CAVANAUGH, J., files a dissenting opinion.
. A prior record score of six equates with three prior convictions for burglary.
. The opinion of this Court in Commonwealth v. Drumgoole, 341 Pa.Super. 468, 491 A.2d 1352 (1985), does not command a different result. In that case, the sentencing court failed to impose the minimum sentence recommended by the sentencing guidelines and gave as its reason the defendant's lack of a prior record. In remanding, the Superior Court held that this was error because the defendant, in fact, did have a prior record. By way of dictum, the Court observed that an accused's lack of a prior record had already been considered by the sentencing commission in determining an appropriate sentence for a first time offender. Every first time offender started with a prior record score of zero, the Court reasoned, and an attempt by a sentencing court to reduce it below zero merely because of the absence of prior convictions would be improper.

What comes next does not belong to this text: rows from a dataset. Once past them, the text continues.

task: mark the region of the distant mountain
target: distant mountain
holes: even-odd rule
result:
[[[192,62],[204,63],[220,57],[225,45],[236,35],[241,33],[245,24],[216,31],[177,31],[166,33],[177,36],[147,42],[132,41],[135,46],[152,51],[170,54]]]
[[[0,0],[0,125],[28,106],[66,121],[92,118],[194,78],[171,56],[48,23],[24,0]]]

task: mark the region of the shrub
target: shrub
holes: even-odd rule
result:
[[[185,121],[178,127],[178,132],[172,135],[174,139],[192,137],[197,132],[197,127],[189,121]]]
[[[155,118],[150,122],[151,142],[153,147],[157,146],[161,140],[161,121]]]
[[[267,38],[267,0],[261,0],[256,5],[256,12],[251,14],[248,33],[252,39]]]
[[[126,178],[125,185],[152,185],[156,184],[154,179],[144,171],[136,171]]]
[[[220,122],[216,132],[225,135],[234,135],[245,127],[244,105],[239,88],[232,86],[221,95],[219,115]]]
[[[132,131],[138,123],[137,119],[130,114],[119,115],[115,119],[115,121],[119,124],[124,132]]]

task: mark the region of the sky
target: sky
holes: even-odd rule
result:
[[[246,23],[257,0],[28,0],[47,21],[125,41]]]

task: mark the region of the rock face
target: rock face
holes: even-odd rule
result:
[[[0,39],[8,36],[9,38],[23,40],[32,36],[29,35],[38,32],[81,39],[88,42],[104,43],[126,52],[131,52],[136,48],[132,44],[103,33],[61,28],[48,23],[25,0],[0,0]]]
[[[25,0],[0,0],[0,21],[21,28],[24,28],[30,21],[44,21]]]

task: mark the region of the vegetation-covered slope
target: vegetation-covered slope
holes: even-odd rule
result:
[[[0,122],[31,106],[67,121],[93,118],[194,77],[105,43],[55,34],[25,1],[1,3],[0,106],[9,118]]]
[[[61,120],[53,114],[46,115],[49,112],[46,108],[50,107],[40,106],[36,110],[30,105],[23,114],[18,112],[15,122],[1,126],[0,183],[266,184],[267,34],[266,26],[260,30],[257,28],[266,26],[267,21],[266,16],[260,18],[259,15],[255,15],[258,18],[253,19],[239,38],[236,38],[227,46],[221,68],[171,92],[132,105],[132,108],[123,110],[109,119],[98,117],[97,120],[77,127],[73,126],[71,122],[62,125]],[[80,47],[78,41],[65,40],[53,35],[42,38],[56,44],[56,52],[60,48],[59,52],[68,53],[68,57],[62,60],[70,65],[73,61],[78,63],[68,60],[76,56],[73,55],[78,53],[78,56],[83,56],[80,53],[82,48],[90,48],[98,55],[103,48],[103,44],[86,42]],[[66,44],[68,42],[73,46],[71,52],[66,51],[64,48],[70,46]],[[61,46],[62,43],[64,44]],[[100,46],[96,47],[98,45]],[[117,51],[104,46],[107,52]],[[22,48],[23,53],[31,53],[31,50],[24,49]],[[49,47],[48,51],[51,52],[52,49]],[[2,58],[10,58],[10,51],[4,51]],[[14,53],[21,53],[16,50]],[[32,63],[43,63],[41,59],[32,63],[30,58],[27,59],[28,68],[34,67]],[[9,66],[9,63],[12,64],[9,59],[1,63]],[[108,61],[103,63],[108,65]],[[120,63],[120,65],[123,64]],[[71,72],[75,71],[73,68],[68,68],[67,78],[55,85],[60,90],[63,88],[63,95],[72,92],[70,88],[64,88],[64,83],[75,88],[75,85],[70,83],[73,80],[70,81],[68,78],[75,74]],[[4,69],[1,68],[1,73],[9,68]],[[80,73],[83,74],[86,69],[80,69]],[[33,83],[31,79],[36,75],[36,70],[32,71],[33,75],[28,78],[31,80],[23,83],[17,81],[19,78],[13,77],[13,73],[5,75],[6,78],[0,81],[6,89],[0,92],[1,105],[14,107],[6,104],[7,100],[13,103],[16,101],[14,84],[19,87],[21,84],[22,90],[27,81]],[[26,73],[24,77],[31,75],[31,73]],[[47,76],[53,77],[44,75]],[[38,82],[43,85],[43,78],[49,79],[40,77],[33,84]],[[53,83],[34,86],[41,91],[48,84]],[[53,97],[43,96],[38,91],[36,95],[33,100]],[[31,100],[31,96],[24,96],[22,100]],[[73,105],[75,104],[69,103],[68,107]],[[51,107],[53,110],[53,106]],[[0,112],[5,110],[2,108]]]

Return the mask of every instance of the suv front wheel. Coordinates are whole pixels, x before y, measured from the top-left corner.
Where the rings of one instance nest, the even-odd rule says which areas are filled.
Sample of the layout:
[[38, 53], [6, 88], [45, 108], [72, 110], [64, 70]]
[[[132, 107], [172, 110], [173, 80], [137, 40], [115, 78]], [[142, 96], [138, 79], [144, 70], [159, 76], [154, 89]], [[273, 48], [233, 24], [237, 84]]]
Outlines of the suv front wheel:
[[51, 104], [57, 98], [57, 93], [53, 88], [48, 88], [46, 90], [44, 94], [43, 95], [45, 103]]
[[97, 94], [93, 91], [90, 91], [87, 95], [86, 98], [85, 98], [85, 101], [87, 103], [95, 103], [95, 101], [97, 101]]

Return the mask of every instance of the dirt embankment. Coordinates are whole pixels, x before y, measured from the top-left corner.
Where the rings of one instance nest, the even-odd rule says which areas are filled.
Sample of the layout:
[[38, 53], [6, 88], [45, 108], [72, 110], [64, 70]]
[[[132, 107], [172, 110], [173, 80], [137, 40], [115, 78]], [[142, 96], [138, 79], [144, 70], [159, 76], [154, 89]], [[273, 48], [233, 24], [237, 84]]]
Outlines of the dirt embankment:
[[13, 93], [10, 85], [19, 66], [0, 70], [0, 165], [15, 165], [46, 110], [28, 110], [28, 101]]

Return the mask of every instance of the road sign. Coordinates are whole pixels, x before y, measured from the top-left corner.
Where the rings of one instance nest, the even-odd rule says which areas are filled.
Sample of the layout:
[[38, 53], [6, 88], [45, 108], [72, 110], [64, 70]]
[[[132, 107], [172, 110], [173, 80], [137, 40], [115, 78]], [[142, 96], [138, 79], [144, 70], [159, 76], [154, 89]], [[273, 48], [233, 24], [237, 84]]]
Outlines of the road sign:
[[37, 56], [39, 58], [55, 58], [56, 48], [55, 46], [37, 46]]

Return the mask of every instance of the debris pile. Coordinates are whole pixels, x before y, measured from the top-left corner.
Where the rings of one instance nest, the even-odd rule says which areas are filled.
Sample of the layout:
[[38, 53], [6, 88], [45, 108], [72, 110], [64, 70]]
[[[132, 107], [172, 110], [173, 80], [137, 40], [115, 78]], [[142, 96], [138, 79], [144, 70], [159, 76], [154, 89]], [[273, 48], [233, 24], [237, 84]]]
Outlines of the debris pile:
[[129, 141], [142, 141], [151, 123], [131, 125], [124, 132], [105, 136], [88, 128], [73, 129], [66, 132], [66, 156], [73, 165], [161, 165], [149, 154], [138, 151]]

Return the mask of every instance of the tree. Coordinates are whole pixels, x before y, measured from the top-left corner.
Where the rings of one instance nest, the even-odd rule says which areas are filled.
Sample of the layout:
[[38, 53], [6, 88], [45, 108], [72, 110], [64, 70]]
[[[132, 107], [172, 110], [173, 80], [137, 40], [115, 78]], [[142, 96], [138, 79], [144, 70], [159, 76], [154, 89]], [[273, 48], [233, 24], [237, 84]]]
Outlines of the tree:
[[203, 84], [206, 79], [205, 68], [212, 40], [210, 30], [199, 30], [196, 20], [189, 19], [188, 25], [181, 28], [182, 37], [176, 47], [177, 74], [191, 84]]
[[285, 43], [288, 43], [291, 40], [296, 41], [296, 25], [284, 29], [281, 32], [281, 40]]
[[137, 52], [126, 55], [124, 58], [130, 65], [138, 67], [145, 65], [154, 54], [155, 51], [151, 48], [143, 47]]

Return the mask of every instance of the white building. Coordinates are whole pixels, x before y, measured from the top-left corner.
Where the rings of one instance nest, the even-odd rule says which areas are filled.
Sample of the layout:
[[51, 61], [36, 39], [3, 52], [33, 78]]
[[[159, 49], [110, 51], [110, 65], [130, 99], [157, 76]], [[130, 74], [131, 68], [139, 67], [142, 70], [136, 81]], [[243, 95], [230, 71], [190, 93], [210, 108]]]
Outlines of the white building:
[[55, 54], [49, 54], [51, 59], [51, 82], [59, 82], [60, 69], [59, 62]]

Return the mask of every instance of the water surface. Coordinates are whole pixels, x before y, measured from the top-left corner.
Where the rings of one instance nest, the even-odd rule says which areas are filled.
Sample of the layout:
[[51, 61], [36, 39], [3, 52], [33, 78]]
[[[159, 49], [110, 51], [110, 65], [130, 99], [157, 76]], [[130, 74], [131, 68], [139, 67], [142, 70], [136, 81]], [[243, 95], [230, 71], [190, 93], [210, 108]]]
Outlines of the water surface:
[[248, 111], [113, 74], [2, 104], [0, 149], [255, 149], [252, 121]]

The present case is different. It presents a factual pattern which was never considered by the Court in Drumgoole. Here, the sentencing court was sentencing Stephen Mills for an eighth conviction for burglary. This was a record far in excess of the record for which the sentencing commission deemed appropriate a prior record score of six. A court is not required to follow the guidelines Where, as here, the defendant's prior record permits a court to infer that he is an incurable recidivist, that prior rehabilitative efforts have been unsuccessful, and that the defendant has become a threat to law-abiding citizens. Drumgoole does not hold otherwise.